Thank you for this valuable suggestion. We have expanded the future directions to explicitly emphasize prospective, multicenter external validation and the integration of multimodal biomarkers. In the Discussion, we added a paragraph calling for a pre-registered analysis plan with a locked model, standardized acquisition/harmonization, and an independent external test set. We also outline integration with complementary biomarkers (e.g., radiogenomics linking delta-radiomics to molecular profiles, circulating tumor DNA) and AI-driven multimodal models, together with automated segmentation to enhance scalability.

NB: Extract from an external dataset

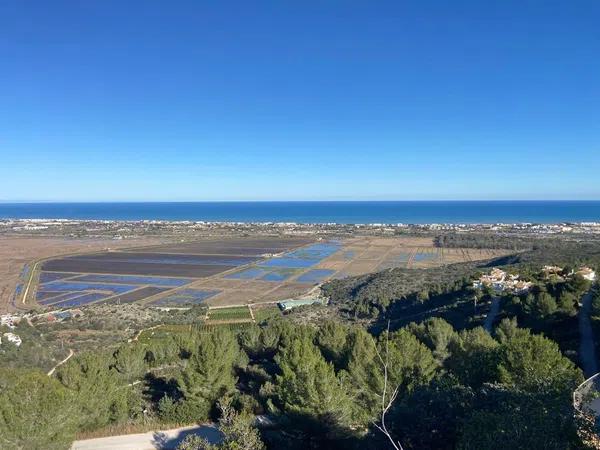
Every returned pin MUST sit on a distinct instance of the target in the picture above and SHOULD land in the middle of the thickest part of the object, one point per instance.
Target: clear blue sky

Consistent, concise sentences were also added to the Conclusions and Abstract to reinforce the translational message.

Reviewer’s comment:

The conclusion could highlight how this work aligns with broader trends in personalized oncology, not just imaging advances.

Response:

Thank you for the suggestion. We revised the Conclusions to explicitly situate our findings within broader trends in personalized oncology—namely response-adaptive treatment pathways, multimodal biomarker integration (imaging, molecular profiling, and circulating biomarkers), and emerging AI-enabled decision support—so that the translational message extends beyond imaging advances. We also added a concise echo in the Abstract.

 

 

Round 2

Reviewer 1 Report

Comments and Suggestions for Authors

The authors have thoroughly addressed all of my previous concerns. The paper has shown significant improvements, and I recommend acceptance for publication in its current form.

Reviewer 2 Report

Comments and Suggestions for Authors

All of my concerns were adequately addressed.